The CLS DataLab is an internal, cross-functional innovation unit within the CLS Group, made up of data scientists, developers, and Big Data engineers.

Its main goal is to develop large-scale data transformation software products and generate knowledge that adds value to raw data. These algorithmic transformations are based on Artificial Intelligence, particularly through machine learning (ML) and deep learning (DL) techniques. The DataLab offers innovative solutions to solve complex problems and, in many cases, explores new approaches that push the boundaries of current technological capabilities.

Our DataLab brings together a diverse range of expertise within a single unit, all focused on data processing and machine learning: data visualization, supervised and unsupervised learning, deep learning, recurrent and feedforward models, and more.

The DataLab teams don’t just understand these technologies, they actively implement them to meet the business needs of the Group’s clients.
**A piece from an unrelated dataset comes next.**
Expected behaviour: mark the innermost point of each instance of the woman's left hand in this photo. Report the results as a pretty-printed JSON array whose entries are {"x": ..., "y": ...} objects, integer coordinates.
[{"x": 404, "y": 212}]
Régis Rauzy, Head of the CLS DataLab: “At CLS, we understand that technology is not an end in itself, but a means to achieve broader goals. Our teams are structured to bring AI, Machine Learning, and Deep Learning to experts across various fields,from environmental monitoring and sustainable fisheries management to maritime safety, energy, infrastructure, and mobility. We’ve embedded data scientists within our business units, working closely with clients and aligned with real-world needs. Together, we’re building bridges between big data and field specialists, enabling deeper, more informed insights into the activities we monitor.”